Letztlich sprechen 30% der Patienten auf die Antikörpertherapie nicht an und sind damit gegenüber allen Behandlungen therapieresistent. Ebenso wenig haben die Migränepatienten eine Behandlungsoption, bei denen die Antikörper zwar wirken würden, aber aus medizinische Gründen lieber nicht eingesetzt werden sollten. Nun gibt es aber auch für diese Patientengruppen einen Hoffnungsschimmer: Eine neue Entwicklung ist Atogepant, ein „kleiner“ CGRP-Antagonist (sogenanntes „small molecule“), der oral gegeben wird [9]. In einer Dosisfindungsstudie mit einer Dosis von 1 x10 mg bis 2 x 60 mg war die Substanz besser wirksam als Placebo. Phase-3-Studien werden im Moment durchgeführt. Bei einem Patienten kam es allerdings zu erhöhten Leberwerten. Es bleibt abzuwarten, ob das ein Einzelfall bleibt oder ob sich das wie bei der Entwicklung von anderen CGRP-Antagonisten vor einigen Jahren zu einer substanzspezifischen, unerwünschten Nebenwirkung ausweitet, die letztlich sogar zur Einstellung der Studien führte.

Literatur

[1] Goadsby PJ, Reuter U, Hallstrom Y et al. A Controlled Trial of Erenumab for Episodic Migraine. The New England journal of medicine. 2017;377(22):2123-32.

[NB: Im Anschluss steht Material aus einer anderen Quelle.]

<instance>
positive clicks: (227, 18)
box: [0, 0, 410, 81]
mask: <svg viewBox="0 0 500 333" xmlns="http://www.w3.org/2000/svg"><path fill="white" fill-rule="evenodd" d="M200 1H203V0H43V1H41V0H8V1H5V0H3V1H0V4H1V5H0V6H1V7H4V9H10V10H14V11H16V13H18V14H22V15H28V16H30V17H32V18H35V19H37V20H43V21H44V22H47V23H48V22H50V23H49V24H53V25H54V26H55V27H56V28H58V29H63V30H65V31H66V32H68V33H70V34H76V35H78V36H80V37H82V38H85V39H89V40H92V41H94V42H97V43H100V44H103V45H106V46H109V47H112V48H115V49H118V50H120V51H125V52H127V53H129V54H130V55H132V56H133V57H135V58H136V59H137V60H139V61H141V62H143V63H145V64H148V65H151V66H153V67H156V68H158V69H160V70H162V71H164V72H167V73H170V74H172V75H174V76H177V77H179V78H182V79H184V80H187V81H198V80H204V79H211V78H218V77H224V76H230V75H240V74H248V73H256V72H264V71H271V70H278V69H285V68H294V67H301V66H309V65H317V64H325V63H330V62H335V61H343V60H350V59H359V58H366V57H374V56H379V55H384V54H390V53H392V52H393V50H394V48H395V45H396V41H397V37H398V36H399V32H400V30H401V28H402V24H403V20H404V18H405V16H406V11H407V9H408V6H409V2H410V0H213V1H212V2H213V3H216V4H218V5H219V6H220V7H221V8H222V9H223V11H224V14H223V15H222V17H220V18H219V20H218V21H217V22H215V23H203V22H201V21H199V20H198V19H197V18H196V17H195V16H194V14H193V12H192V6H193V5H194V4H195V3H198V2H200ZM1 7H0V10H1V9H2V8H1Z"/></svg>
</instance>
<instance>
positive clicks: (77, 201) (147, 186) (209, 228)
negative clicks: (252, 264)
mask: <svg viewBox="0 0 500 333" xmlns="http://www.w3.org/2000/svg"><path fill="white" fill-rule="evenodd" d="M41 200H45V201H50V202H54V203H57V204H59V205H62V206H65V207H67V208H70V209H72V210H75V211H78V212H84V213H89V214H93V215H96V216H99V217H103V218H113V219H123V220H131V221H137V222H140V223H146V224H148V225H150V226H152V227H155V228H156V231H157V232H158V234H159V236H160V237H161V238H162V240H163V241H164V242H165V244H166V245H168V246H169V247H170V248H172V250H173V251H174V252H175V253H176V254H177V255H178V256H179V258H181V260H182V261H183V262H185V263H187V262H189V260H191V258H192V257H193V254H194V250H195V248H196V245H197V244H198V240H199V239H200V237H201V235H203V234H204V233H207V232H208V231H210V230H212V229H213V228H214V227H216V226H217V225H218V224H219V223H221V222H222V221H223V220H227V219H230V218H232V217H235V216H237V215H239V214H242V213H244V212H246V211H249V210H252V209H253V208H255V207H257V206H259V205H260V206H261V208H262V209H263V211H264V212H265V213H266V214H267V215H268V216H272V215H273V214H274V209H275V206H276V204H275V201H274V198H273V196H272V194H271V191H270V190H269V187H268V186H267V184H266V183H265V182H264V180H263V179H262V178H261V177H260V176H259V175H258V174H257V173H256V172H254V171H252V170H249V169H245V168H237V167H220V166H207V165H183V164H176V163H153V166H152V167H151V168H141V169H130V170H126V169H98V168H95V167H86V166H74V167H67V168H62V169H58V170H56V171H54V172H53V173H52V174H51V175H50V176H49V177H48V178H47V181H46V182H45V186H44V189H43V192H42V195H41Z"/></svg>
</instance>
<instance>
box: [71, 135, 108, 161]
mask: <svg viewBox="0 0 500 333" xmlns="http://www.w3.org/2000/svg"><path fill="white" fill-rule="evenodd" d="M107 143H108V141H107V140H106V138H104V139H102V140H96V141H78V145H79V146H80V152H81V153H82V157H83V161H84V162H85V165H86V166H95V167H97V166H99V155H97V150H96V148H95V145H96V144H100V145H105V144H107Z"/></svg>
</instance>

[2] Reuter U, Goadsby PJ, Lanteri-Minet M et al. Efficacy and tolerability of erenumab in patients with episodic migraine in whom two-to-four previous preventive treatments were unsuccessful: a randomised, double-blind, placebo-controlled, phase 3b study. Lancet. 2018;392(10161):2280-7.

[3] Dodick DW, Lipton RB, Silberstein S et al. Eptinezumab for prevention of chronic migraine: A randomized phase 2b clinical trial. Cephalalgia. 2019;39(9):1075-85.

[4] Ferrari MD, Diener HC, Ning X et al. Fremanezumab versus placebo for migraine prevention in patients with documented failure to up to four migraine preventive medication classes (FOCUS): a randomised, double-blind, placebo-controlled, phase 3b trial. Lancet. 2019.

[5] Dodick DW, Silberstein SD, Bigal ME et al. Effect of Fremanezumab Compared With Placebo for Prevention of Episodic Migraine: A Randomized Clinical Trial. Jama. 2018;319(19):1999-2008.

[6] Silberstein SD, Dodick DW, Bigal ME et al. Fremanezumab for the Preventive Treatment of Chronic Migraine. The New England journal of medicine. 2017;377(22):2113-22.

[7] Stauffer VL, Dodick DW, Zhang Q et al. Evaluation of Galcanezumab for the Prevention of Episodic Migraine: The EVOLVE-1 Randomized Clinical Trial. JAMA Neurol. 2018;75(9):1080-8.

[8] Skljarevski V, Matharu M, Millen BA et al. Efficacy and safety of galcanezumab for the prevention of episodic migraine: Results of the EVOLVE-2 Phase 3 randomized controlled clinical trial. Cephalalgia. 2018;38(8):1442-54.

[9] Negro A, Martelletti P. Gepants for the treatment of migraine. Expert opinion on investigational drugs. 2019;28(6):555-67.